How to speed up the start of `mix test`?

josevalim · March 30, 2024, 5:38pm

Good catch @al2o3cr. This may also happen when the tests have hardcoded IDs or hardcoded unique columns. For example, if your user has unique emails, you want the email to be email-#{System.unique_integer()}@example.com, so each user has a distinct email.

Also make sure that your test_helper.exs are not racing with each other (for example, trying to insert the same data), since you are running multiple partitions.

benwilson512 · March 30, 2024, 7:39pm

Yes this is a very good suggestion. DB metrics can help uncover this by logging locks and by logging long queries. Simple inserts will show 100ms or even multi second times.

shamshirz · April 12, 2024, 7:32pm

Updates!

Thanks so much for the ideas y’all! Interesting turn of events, I went digging into the DB side of this because we have addressed issues like transaction locks in the past and implemented unique values for constrained columns, but I think I misled us!

Red Herring - DB timeout

My current hypothesis is that the DBConnection.ConnectionError) owner #PID<0.726.0> timed out because it owned the connection for longer than 120000ms timeout is a redherring! It is timing out and worth looking into, but the DB isn’t the cause of the timeout, it’s just reporting that it’s been blocked for quite a while with an open connection(? I think).

I re-ran tests locally to discover that the cover portion of the test command is using most of the unaccounted-for time!

### Just Test (21s)
> time MIX_DEBUG=1 mix test test/crowbar/scan/vciso_card_test.exs > tmp.txt && elixir ./analyze.exs

### Partitioned (21s)
> time MIX_TEST_PARTITION=1 MIX_DEBUG=1 mix test test/crowbar/scan/vciso_card_test.exs --partitions 2 > tmp.txt && elixir ./analyze.exs

### Cover (61s)
> time MIX_DEBUG=1 mix test test/crowbar/scan/vciso_card_test.exs --cover > tmp.txt && elixir ./analyze.exs

### Partition & Cover (73s)
> time MIX_TEST_PARTITION=1 MIX_DEBUG=1 mix test test/crowbar/scan/vciso_card_test.exs --partitions 2 --cover > tmp.txt && elixir ./analyze.exs

I put the analyze.exs into a Gist here if you want to recreate. Should be code base agnostic.
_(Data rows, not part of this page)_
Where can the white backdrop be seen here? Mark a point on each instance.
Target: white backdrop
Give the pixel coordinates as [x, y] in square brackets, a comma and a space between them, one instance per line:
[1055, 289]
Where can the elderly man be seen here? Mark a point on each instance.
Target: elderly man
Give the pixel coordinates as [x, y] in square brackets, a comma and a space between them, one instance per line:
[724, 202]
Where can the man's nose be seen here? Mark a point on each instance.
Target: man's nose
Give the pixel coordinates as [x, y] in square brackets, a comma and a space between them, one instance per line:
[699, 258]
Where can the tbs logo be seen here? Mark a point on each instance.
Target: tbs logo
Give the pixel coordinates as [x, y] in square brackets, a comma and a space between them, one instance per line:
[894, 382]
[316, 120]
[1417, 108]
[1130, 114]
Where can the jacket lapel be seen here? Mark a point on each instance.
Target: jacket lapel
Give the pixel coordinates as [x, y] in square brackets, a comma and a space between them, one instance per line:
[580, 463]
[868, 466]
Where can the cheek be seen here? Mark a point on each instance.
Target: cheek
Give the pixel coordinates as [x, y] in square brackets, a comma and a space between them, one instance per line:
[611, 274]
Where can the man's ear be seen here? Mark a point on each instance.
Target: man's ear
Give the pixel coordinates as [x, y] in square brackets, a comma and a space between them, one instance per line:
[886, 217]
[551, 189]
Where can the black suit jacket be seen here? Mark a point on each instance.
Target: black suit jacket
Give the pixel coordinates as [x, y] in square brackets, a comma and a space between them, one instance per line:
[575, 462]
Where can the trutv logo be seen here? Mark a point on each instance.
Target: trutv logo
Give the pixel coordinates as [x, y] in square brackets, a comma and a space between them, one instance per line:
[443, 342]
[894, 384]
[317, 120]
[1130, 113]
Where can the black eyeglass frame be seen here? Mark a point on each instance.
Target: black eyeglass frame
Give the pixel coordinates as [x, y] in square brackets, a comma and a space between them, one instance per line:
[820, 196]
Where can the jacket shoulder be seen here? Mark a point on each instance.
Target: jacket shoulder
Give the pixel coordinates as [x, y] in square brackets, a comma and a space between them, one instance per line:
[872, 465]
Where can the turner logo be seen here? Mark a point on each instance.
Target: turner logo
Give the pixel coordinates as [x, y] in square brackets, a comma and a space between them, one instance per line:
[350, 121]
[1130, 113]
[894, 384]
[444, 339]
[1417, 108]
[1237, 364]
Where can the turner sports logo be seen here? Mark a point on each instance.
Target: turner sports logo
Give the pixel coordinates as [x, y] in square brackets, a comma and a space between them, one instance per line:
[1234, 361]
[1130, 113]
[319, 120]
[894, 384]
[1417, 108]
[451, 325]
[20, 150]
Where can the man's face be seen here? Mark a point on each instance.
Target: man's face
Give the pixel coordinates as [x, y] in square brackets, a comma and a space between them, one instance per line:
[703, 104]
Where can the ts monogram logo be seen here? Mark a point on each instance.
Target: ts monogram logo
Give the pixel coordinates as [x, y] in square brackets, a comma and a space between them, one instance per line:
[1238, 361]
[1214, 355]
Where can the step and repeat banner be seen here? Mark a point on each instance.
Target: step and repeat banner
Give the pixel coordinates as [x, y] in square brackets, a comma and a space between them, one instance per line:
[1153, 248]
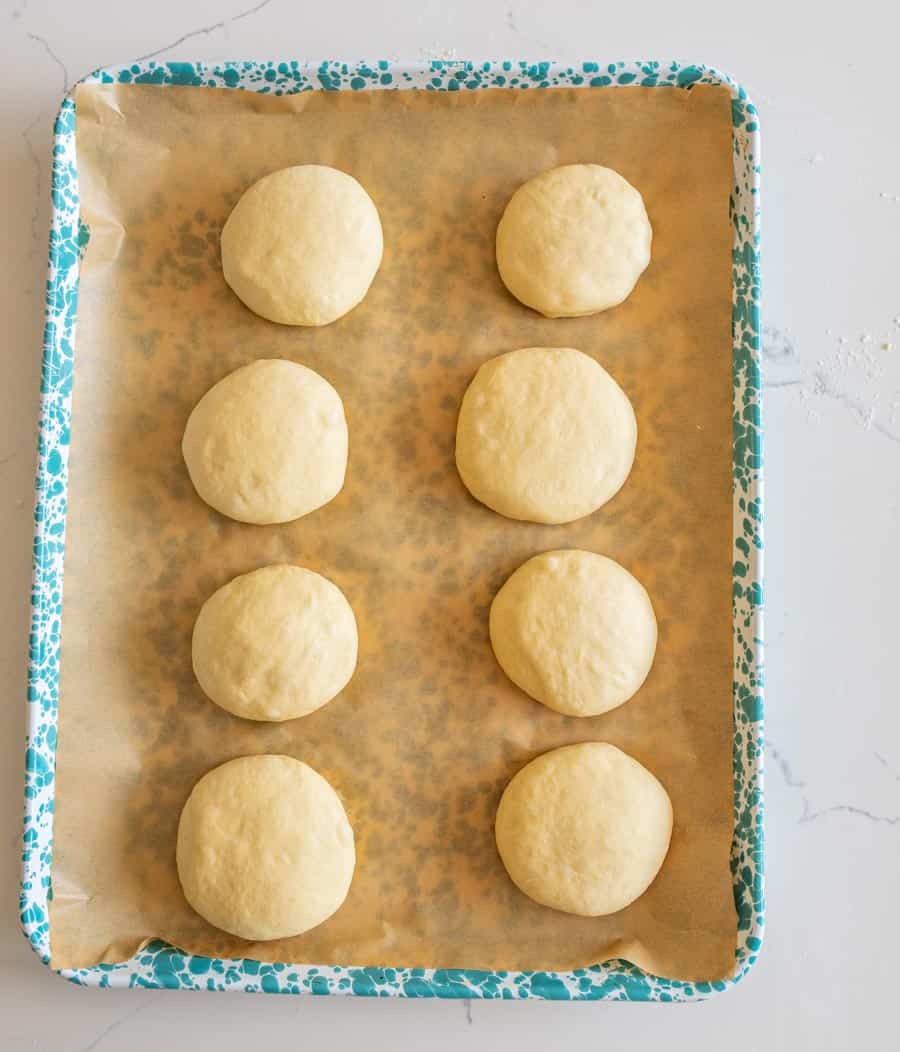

New Hypothesis: ExCoveralls is using the time!

I annotated ExCoveralls locally to reproduce and I found the time here

-> Running mix test test/crowbar/scan/vciso_card_test.exs --cover (inside Crowbar.Mixfile)
-> Running ExCoveralls Cover.compile
<- Ran ExCoveralls Cover.compile in 25757ms
…
Finished in 4.9 seconds (4.9s async, 0.00s sync)
…
-> Running ExCoveralls Cover.execute
<- Ran ExCoveralls Cover.execute in 13249ms
<- Ran mix test in 43973ms

This example just ran 1 test file, but the time breakdown is clear
44s total = 26s Cover.compile + 13s Cover.execute + 5s tests

note: These time are all much faster because it’s local on a multicore laptop vs. CI with the default github action runner

Mystery solved and if y’all happen to have any thoughts or experience on how to address things like this in CI, I’d love to hear your thoughts!

My likely next step is to make a --cover Action for the end of CI, so we can run the tests and get feedback as fast as possible without coverage.

josevalim · June 3, 2024, 1:06pm

Yes, --cover has to annotate code and it is slower because it has to run the annotated version of the code. However, from Erlang/OTP 27 (I believe), cover was integrated into JIT, and it should be much faster. You will be able to use Erlang/OTP 27 alongside Elixir v1.17.